= New Plays from Europe =

New Plays from Europe Theatre Biennale "New Plays from Europe" / Neue Stücke aus Europa is a large-scale international festival dedicated exclusively to productions of contemporary plays in their original languages. They are presented with a simultaneous translation into German. The focus is on authors and texts.

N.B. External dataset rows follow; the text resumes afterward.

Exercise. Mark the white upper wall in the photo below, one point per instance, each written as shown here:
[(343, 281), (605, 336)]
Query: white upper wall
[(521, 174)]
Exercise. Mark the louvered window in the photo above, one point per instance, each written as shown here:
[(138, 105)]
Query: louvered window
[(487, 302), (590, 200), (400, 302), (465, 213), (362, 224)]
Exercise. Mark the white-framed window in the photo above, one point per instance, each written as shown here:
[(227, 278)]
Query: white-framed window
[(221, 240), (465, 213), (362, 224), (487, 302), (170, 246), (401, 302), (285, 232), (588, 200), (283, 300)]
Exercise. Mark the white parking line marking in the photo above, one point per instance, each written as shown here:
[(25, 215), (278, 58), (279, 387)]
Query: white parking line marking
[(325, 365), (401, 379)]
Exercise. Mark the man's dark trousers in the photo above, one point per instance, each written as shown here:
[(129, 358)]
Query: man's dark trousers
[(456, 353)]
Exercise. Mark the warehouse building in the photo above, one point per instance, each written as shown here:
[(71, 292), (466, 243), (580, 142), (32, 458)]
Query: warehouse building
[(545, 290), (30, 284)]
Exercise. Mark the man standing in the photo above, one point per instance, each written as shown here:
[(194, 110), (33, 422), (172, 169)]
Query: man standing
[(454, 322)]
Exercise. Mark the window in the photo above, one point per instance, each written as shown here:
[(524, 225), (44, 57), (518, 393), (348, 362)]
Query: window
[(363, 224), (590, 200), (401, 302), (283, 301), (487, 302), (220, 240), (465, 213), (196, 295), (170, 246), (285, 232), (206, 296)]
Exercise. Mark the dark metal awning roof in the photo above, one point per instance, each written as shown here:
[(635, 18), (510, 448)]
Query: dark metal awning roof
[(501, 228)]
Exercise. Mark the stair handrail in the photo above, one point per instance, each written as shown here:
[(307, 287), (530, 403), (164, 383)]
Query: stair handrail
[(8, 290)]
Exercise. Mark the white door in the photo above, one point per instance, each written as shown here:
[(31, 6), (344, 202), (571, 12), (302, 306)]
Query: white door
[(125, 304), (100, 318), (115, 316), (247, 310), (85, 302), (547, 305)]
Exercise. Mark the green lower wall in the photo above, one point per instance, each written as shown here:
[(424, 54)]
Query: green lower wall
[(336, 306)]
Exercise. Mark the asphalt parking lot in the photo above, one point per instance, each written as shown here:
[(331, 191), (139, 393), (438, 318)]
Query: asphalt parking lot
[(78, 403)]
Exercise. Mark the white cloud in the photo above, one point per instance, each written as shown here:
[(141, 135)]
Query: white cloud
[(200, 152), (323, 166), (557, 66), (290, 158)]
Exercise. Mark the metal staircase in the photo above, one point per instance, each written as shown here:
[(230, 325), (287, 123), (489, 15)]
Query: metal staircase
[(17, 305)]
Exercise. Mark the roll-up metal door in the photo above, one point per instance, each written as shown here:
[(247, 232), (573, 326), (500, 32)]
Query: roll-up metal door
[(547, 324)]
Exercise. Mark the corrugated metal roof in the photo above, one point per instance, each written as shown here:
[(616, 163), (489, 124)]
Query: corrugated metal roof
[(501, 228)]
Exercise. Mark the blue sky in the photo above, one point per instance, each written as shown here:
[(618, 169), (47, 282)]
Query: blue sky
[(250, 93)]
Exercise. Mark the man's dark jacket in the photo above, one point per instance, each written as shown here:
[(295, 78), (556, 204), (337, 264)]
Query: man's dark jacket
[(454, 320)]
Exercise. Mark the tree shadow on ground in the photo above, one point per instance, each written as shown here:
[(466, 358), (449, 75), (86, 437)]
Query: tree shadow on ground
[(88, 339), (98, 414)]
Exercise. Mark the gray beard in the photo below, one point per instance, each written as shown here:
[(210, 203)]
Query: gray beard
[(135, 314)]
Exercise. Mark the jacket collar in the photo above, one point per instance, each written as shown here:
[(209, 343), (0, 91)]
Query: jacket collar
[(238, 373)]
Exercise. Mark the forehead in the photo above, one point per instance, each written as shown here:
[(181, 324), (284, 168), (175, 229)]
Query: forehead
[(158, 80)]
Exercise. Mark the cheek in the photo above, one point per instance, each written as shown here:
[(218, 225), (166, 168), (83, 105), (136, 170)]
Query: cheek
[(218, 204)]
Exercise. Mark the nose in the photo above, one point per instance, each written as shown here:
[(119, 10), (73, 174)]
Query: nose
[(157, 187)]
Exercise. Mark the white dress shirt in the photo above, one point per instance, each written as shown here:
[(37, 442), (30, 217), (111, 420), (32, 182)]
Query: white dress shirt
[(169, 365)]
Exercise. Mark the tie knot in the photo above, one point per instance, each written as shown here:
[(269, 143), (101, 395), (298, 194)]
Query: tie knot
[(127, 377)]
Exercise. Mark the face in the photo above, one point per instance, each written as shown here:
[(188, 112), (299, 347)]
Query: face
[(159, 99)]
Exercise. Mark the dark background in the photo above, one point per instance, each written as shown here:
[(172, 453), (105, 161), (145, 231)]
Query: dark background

The festival program aims to provide a reflection of the most pressing topics facing Europe: conflicting national characteristics and idiosyncrasies, diverse interpretations of European identity as well as questions of isolation and self-assertion. Being exposed to different views on familiar occurrences and gaining new perspectives on the concept of European identity ideally lead to an improved understanding of the cultural differences unique to each European country. This festival aspires to pave the way towards a united, multifaceted and heterogeneous European cultural area – challenging, critical and tolerant. Expectations are disrupted and viewing habits are challenged: it is a “continuous attack against stereotyped thinking” as Christine Wahl wrote in the magazine Theatre Heute.

== Patrons ==
New Plays From Europe relies on a network of “patrons”, including playwrights from 41 European countries, including Biljana Srbljanović (Serbia), Özen Yula (Turkey) and Bernhard Studlar (Austria), Gianina Carbunariu (Romania), Simona Semenić (Slovenia), Mark Ravenhill (Great Britain), Paul Pourveur (Belgium), Hristo Boytchev (Bulgaria), Laura Ruohonen (Finland), Akos Németh (Hungary), and Tena Štivičić (Croatia). They propose productions to the Artistic Director and inform the network about current theatre events in their countries. Their advice and appraisals guarantee that the plays presented in Wiesbaden and Mainz are relevant in their countries of origin.

== Forums ==
Since it was founded in 1992, New Plays from Europe has considered itself as a developmental festival for theatre professionals from all disciplines. In 5 fora, young talents pair up with experienced professionals to work together collaboratively: up-and-coming authors from throughout Europe, budding theatre critics and bloggers, dramaturgy students, the patron playwrights and theatre translators.

== Artistic direction ==
The New Plays from Europe 2012 team of artistic directors consists of: Manfred Beilharz, artistic director of Hessisches Staatstheater Wiesbaden, the author Tankred Dorst, a frequently staged German playwright, his co-author Ursula Ehler and the dramaturg Maya Schöffel, who has served as festival organizational director since 2007. Head dramaturge Marie Luise Rötzer curates on behalf of the Staatstheater Mainz.